An article in the Jacob Hyman Collection documents that more drastic steps were taken as well to put an end to J. H. Houdini. “A WAR OF MAGICIANS,” the Springfield Republican headlined on February 23, 1903: “Odd Bit of Professional Rivalry in Vaudeville at the Nelson Theater.” The paper reported that Hyman, performing as “Houdini” had, as usual, challenged members of the audience to bring him handcuffs from which he would break free. When a pair was produced and locked onto his wrists, however, he could not extricate himself – and for good reason. The handcuffs had been submitted by Dr. Leopold Weiss, Harry Houdini’s brother. Weiss and his lawyer had come from New York City expressly to foil Hyman. The Republican reported that Leopold “is said to have threatened to follow [Hyman] and bring him unopenable handcuffs until he drops the name Houdini.”

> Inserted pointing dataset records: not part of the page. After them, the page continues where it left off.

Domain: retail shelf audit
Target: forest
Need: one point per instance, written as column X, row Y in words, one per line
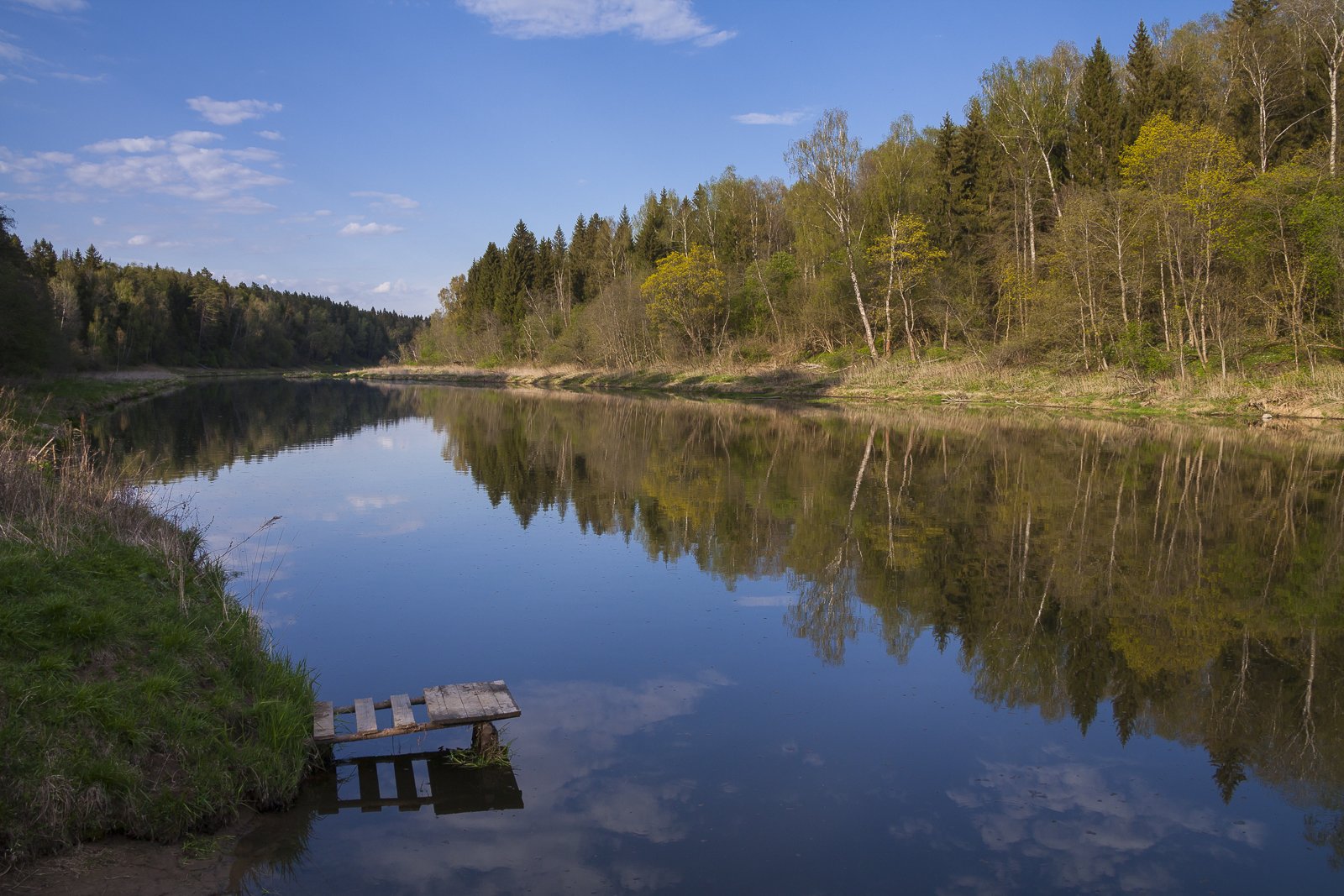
column 1173, row 210
column 81, row 311
column 1135, row 579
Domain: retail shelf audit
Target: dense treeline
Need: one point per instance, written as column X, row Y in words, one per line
column 1139, row 579
column 1169, row 210
column 80, row 309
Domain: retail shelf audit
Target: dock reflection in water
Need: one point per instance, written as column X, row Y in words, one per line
column 421, row 779
column 1062, row 653
column 279, row 842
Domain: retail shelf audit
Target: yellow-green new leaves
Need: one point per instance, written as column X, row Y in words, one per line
column 685, row 297
column 1195, row 165
column 906, row 250
column 905, row 254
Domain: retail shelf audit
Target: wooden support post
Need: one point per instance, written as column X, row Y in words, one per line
column 484, row 738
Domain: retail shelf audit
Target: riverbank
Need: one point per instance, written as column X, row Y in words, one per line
column 138, row 696
column 1277, row 392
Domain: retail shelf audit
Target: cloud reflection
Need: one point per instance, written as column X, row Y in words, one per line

Soon after this incident, Hyman forever abandoned the Houdini name. Within a few years he had retired from show business completely and entered medical school. Perhaps he had been chastened by Harry Houdini’s reprimands or frustrated by Leopold’s tactics. Maybe he simply decided that the life of an entertainer was too hard and the money not reliable enough. Or perhaps he took to heart Harry Houdini’s blunt suggestion:
If he has brains enough to act let him make [a] name for himself.
In 1911, at the age of 40, J. H. Houdini became Dr. Jacob Hyman.
I am grateful to Kenneth Silverman, Patrick Culliton, and Ronald J. Hilgert for their contributions to this article.